Register-based VMs with custom instruction sets

13 October 2024
C/C++,
compilers,
algorithms

Virtual machines are separated on the basis of their corresponding execution model. Traditional stack-based VMs rely on stack operations whereas register-based VMs use units called registers for operand storage and manipulation.

RISC (ARM, MIPS & RISC-V) is a common ISA which contrasts with CISC (x86, et al). Both share a common subset of instructions which may or may not work exactly the same but their differences are mostly architecture-dependent or historical reasons in implementation design.

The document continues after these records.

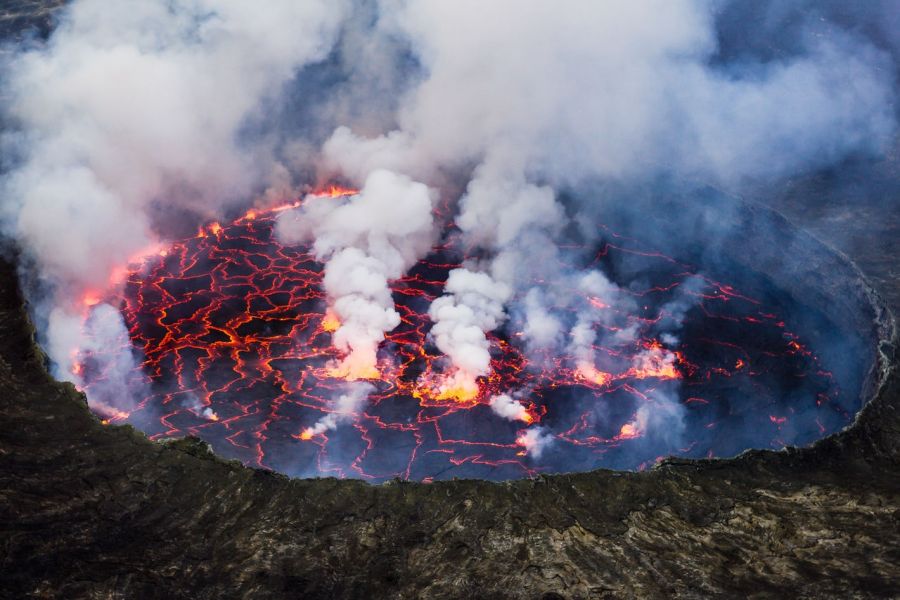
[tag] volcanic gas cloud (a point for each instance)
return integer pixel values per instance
(455, 307)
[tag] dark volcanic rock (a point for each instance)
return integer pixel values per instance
(100, 512)
(95, 511)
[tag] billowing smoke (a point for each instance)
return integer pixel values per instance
(131, 111)
(346, 408)
(130, 118)
(365, 241)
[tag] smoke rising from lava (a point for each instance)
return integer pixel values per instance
(130, 117)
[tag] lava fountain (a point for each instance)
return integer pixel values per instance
(233, 337)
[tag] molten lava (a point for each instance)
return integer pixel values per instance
(235, 345)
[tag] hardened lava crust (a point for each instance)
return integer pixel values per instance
(88, 511)
(101, 512)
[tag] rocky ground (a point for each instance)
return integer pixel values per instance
(90, 511)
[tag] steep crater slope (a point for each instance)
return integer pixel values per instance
(94, 511)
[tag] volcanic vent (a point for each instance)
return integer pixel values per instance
(234, 336)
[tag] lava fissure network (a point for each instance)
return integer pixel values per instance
(233, 336)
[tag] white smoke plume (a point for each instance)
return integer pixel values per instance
(616, 90)
(346, 408)
(366, 240)
(509, 408)
(535, 440)
(194, 404)
(133, 107)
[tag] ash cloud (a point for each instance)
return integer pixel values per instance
(198, 107)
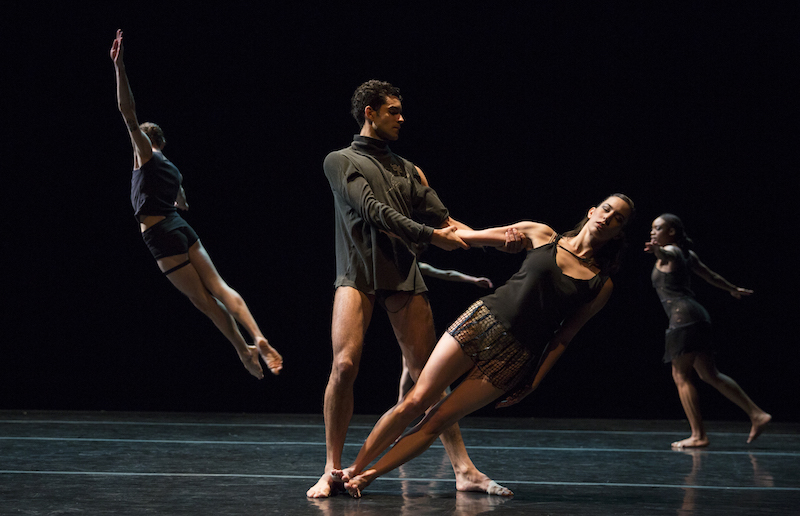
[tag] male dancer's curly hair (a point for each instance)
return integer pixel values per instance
(153, 132)
(372, 93)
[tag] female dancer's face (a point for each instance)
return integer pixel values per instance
(661, 233)
(608, 219)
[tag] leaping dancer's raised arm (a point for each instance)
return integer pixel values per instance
(142, 147)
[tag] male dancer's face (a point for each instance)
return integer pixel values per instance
(385, 123)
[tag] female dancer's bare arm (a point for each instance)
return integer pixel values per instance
(534, 234)
(142, 147)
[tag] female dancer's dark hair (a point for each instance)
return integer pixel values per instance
(609, 257)
(682, 240)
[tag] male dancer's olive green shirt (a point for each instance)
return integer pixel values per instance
(381, 209)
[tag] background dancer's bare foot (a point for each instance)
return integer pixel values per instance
(759, 423)
(249, 358)
(271, 357)
(691, 442)
(478, 482)
(327, 486)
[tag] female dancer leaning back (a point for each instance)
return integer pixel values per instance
(509, 340)
(688, 338)
(155, 192)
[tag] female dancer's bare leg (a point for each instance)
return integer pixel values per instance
(683, 375)
(234, 304)
(189, 281)
(708, 372)
(468, 397)
(445, 365)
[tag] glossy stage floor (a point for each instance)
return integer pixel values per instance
(174, 463)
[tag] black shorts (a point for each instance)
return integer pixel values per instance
(169, 237)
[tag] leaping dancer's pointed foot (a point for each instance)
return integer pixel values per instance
(342, 475)
(691, 442)
(478, 482)
(249, 358)
(271, 357)
(759, 423)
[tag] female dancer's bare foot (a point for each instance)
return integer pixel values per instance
(326, 487)
(758, 426)
(478, 482)
(691, 442)
(271, 357)
(360, 482)
(249, 358)
(342, 475)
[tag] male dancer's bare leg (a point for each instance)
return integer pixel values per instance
(414, 329)
(352, 311)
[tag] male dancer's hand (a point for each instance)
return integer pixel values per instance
(447, 239)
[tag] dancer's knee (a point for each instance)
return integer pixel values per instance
(344, 369)
(412, 406)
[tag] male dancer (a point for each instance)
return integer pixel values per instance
(381, 210)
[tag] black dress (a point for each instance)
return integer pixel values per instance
(689, 323)
(505, 333)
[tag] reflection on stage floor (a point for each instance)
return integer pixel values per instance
(176, 463)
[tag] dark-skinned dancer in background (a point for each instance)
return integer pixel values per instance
(688, 339)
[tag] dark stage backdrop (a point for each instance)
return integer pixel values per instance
(514, 112)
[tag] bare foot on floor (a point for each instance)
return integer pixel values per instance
(759, 423)
(691, 442)
(360, 482)
(327, 486)
(249, 358)
(478, 482)
(271, 357)
(342, 475)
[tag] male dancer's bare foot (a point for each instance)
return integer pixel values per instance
(343, 475)
(360, 482)
(691, 442)
(478, 482)
(326, 486)
(758, 426)
(249, 358)
(271, 357)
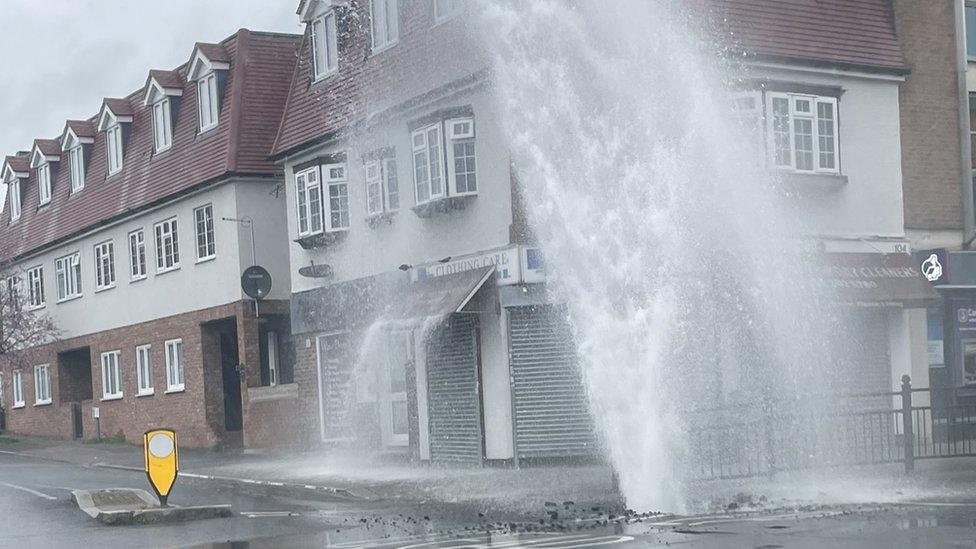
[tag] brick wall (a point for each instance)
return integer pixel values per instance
(196, 413)
(929, 115)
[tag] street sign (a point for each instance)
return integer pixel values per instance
(256, 282)
(162, 461)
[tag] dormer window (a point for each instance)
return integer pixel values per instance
(77, 140)
(325, 50)
(207, 102)
(116, 113)
(208, 68)
(44, 153)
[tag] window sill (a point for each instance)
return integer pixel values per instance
(169, 270)
(442, 205)
(811, 180)
(320, 240)
(376, 220)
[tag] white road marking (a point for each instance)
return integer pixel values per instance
(28, 490)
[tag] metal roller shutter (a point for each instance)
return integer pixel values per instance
(453, 395)
(552, 417)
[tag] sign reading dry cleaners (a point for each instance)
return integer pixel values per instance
(505, 261)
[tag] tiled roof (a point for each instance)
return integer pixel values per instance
(167, 79)
(427, 57)
(257, 82)
(82, 128)
(48, 147)
(845, 33)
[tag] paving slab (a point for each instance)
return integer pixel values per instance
(121, 506)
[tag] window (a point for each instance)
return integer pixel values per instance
(76, 161)
(113, 147)
(35, 287)
(137, 255)
(144, 369)
(309, 200)
(382, 187)
(104, 266)
(18, 388)
(446, 9)
(112, 375)
(68, 272)
(325, 58)
(162, 125)
(207, 102)
(428, 154)
(803, 132)
(461, 161)
(385, 23)
(44, 184)
(174, 365)
(204, 226)
(42, 385)
(335, 179)
(14, 199)
(167, 246)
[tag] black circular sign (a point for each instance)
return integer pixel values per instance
(256, 282)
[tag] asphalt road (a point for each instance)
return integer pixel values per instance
(36, 511)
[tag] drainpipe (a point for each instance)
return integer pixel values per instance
(966, 160)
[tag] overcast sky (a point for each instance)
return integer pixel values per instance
(61, 57)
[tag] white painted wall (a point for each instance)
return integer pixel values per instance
(194, 286)
(870, 204)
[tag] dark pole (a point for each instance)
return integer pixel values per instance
(907, 425)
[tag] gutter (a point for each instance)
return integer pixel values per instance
(965, 158)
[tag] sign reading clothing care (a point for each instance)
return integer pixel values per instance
(505, 261)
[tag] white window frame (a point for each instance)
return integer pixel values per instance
(35, 287)
(208, 245)
(144, 380)
(163, 232)
(42, 384)
(420, 141)
(76, 164)
(447, 9)
(17, 383)
(325, 50)
(812, 116)
(382, 185)
(308, 201)
(15, 202)
(44, 184)
(112, 375)
(104, 265)
(175, 366)
(137, 255)
(208, 102)
(460, 131)
(113, 149)
(162, 125)
(67, 270)
(336, 191)
(384, 35)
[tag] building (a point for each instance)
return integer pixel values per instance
(130, 230)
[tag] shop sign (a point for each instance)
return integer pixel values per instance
(505, 261)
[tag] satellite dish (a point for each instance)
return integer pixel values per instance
(256, 282)
(316, 271)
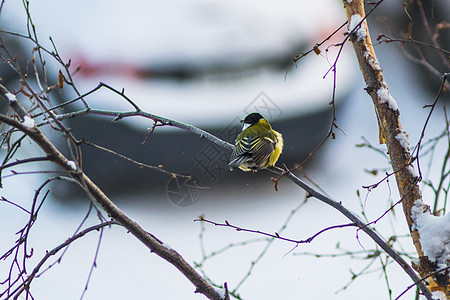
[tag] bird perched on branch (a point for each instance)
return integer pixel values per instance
(257, 147)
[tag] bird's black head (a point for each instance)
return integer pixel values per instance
(252, 119)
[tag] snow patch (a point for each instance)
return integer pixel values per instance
(434, 233)
(11, 97)
(28, 122)
(361, 33)
(220, 292)
(72, 165)
(167, 246)
(403, 139)
(385, 97)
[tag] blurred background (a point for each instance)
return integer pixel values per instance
(210, 63)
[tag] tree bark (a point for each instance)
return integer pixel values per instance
(391, 132)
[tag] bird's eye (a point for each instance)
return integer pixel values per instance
(245, 126)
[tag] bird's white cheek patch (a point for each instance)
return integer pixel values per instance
(245, 126)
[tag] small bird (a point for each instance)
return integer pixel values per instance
(257, 147)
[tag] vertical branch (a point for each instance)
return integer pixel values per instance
(391, 132)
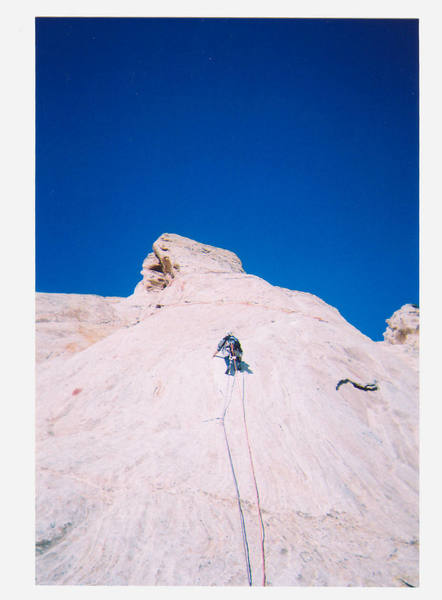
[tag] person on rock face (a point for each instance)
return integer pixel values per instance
(232, 350)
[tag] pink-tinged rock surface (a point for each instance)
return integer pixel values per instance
(403, 326)
(134, 484)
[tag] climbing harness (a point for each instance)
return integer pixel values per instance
(228, 399)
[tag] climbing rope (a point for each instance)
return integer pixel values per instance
(238, 496)
(258, 503)
(228, 399)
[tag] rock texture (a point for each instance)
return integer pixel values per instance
(173, 254)
(134, 483)
(403, 326)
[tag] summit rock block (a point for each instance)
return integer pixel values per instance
(174, 255)
(403, 327)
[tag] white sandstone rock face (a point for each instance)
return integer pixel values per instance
(403, 326)
(134, 484)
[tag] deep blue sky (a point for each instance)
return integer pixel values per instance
(292, 142)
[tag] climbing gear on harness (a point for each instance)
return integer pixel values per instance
(231, 347)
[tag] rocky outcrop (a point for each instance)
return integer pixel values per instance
(133, 474)
(403, 327)
(175, 255)
(68, 323)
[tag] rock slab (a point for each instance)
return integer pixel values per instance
(134, 482)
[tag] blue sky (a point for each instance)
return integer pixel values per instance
(292, 142)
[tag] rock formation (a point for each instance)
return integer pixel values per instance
(403, 326)
(134, 481)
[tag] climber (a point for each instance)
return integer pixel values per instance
(232, 353)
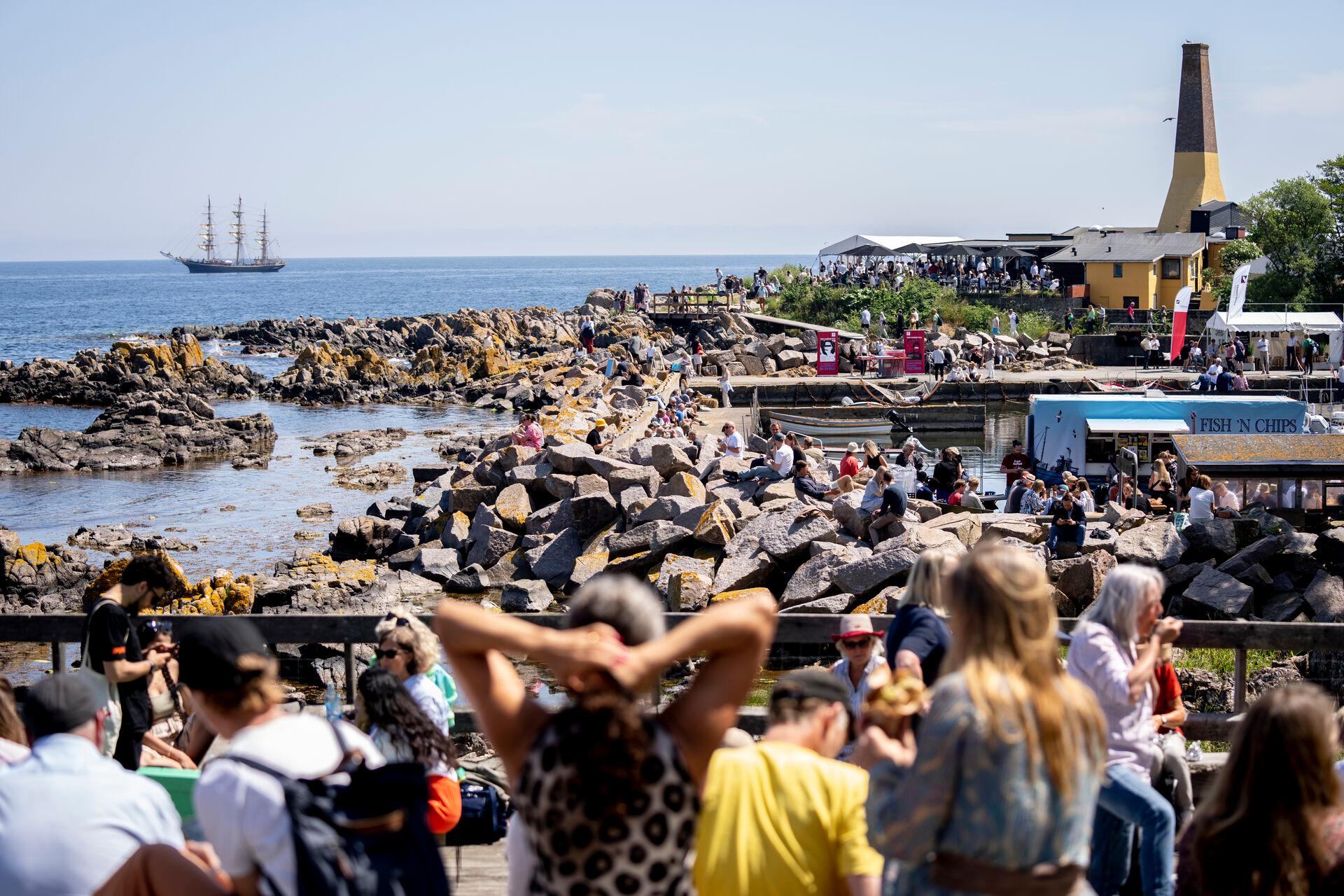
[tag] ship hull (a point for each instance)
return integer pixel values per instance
(214, 267)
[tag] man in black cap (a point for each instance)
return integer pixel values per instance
(1014, 465)
(70, 817)
(113, 657)
(746, 846)
(235, 688)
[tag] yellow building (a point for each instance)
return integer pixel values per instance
(1140, 269)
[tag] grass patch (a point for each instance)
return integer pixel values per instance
(1224, 660)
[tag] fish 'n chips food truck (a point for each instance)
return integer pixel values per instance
(1079, 434)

RISC has faster processing and higher CPI than CISC and also appeals to syntax—that's why ARM is faster than x86 assembly (generally) and comes with the benefit of having a reduced instruction set which works in favor of low end devices or embedded systems.

Related: Average cycles per instruction (CPI)

Average cycles per instruction (CPI) is a rather ambiguous metric that scales with the reduction in the instruction set (cf. instructions per cycle in ARM vs. x86), among other factors. Typically, it is a measure of total CPU clock cycles and the frequency of specific instructions in a running program.

$\sum_{i = 1}^{n} C P I_{i} \times F_{i}$ $where F_{i} = \frac{n_{i}}{instruction count}$ $n_{i} = recurrence count of the instruction$

This is independent of multithreaded running programs, however, in most systems and particularly POSIX threads, processes share resources like the stack pointer, general-purpose registers, signals, scheduling properties and other metadata, thereby reducing average CPI of a single program. Again, this is not guaranteed and will usually depend on implementation.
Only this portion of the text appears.